Он опустился на колено, обхватил ладонью мою щеку и припал к моим губам.
Этот поцелуй был болезненный, горький и чувственный. И Константин разорвал его первым и заглянул в мои глаза:
– Можешь считать меня жестоким, Эля. Считай меня каким угодно. Презирай. Я всегда буду тем, кто хочет спасти людей, даже заплатив за это непомерную цену. А теперь подумай, что хочешь ты?
Глава 29
Около двух недель назад я была лишь маленькой девочкой, трясущейся от мыслей о чужаках. Я была беглянкой, такой же, как и миллионы других девушек, живущих в резервациях. Я была жуткой плаксой.

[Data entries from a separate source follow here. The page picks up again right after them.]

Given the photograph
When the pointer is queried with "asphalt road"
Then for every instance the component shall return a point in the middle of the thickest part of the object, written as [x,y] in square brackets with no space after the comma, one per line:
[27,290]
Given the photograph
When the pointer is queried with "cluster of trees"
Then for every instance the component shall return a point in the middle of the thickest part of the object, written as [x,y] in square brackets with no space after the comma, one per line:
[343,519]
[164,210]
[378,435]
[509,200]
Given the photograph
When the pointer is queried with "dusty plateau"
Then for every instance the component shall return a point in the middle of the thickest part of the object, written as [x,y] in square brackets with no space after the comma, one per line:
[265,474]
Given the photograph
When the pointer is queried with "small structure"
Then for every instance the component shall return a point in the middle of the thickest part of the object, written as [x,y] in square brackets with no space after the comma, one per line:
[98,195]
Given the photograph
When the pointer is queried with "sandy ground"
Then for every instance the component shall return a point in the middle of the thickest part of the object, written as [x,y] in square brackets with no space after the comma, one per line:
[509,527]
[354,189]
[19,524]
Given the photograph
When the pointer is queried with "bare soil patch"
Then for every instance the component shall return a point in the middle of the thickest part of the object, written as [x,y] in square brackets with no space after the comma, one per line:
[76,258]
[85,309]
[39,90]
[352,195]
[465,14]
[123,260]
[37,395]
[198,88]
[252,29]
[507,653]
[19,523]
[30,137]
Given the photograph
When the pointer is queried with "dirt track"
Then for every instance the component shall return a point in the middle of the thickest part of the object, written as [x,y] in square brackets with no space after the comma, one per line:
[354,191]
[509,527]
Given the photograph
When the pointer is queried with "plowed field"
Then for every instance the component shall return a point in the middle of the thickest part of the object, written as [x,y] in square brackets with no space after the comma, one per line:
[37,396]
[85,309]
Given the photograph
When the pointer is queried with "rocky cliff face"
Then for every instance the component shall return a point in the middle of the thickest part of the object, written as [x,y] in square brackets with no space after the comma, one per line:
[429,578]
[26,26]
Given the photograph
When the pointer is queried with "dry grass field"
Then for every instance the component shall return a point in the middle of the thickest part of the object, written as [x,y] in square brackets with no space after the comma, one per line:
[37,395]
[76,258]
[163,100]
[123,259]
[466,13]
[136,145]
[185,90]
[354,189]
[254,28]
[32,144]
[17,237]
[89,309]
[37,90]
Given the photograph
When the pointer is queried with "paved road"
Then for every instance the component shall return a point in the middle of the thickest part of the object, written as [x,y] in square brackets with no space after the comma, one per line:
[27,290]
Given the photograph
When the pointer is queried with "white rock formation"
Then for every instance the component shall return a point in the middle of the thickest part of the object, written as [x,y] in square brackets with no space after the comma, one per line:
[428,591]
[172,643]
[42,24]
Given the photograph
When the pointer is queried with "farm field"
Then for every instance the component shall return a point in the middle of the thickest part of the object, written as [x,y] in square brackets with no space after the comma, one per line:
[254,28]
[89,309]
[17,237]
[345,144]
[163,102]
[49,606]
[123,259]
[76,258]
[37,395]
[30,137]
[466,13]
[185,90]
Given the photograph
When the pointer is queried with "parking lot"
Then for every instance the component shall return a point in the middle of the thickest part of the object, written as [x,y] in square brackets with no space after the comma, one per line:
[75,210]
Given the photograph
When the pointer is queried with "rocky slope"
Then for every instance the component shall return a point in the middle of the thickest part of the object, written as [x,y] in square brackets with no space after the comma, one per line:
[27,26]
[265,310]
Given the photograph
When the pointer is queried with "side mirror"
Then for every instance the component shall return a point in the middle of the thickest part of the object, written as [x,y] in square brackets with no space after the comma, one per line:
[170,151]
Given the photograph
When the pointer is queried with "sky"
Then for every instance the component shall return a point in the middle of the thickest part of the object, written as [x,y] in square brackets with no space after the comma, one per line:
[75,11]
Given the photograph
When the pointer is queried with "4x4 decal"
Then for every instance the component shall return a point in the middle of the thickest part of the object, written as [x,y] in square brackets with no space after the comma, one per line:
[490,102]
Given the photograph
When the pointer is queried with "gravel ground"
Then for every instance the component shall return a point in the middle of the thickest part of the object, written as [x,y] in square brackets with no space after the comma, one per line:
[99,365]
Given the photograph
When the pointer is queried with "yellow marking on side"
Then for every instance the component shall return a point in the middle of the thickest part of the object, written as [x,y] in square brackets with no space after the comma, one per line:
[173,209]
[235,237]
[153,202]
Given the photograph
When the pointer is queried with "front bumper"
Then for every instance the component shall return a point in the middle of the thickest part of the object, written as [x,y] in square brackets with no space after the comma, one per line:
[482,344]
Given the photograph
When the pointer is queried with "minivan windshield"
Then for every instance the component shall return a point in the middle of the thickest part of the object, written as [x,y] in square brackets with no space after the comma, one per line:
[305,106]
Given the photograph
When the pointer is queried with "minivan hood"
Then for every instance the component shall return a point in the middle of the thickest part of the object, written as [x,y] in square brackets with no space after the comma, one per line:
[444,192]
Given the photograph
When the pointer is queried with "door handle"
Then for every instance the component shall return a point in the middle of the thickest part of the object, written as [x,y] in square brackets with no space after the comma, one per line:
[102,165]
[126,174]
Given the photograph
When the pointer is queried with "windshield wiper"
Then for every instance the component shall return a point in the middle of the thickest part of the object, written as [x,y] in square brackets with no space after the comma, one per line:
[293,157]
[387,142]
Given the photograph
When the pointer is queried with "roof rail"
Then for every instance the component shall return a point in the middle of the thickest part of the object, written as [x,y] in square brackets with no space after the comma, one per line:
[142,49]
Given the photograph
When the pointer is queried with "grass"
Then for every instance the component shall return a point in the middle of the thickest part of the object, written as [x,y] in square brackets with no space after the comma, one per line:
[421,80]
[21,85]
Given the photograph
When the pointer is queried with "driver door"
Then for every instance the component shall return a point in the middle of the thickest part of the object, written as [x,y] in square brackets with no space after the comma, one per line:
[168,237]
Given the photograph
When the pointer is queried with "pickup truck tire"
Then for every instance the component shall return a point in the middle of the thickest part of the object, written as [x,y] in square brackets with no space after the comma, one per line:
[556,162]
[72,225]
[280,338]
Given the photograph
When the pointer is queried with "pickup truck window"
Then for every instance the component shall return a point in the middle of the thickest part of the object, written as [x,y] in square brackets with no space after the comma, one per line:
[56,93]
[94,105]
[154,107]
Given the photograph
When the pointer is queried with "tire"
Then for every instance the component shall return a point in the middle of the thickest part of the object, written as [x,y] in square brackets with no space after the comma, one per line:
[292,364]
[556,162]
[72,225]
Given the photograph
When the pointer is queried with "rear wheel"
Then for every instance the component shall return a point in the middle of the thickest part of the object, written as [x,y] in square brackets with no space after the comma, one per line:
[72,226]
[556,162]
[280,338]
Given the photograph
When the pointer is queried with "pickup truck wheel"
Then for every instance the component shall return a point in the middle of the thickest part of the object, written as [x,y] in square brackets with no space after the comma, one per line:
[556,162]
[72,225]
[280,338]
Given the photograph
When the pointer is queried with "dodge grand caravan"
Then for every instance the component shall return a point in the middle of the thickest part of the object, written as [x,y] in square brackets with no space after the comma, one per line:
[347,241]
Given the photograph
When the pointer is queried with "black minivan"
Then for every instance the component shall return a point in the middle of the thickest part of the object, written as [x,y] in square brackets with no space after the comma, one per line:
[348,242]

Понять не могу, что со мной стало, и когда я обрела мужество, чтобы смотреть в глаза подполковника Сурова с вызовом и бесстрашием?
– Я хочу увидеть Шилова, – произнесла, чеканя каждое слово. – Если хотите расставить точки над «и», людям следует просто поговорить с Таем и выяснить все у него. Сделаете это, товарищ-подполковник, или будете прятаться за мою юбку?
Еще ни разу Суров не выглядел столь уязвленным.
– Я никогда не прикрывался тобой, – прорычал он сквозь зубы. – И я уже имел честь перекинуться парой фраз с твоим дружком!
Свидетельство этого разговора – пара кило титановых болтов в его руке.
– Если нам нужны настоящие переговоры, то участниками должны быть главы государств и политические лидеры…
– Евросоюз, ООН и НАТО… – беспечно закончил Суров. – Твой дружок планирует баллотироваться в президенты? – и язвительно усмехнулся: – Не проси меня за него голосовать.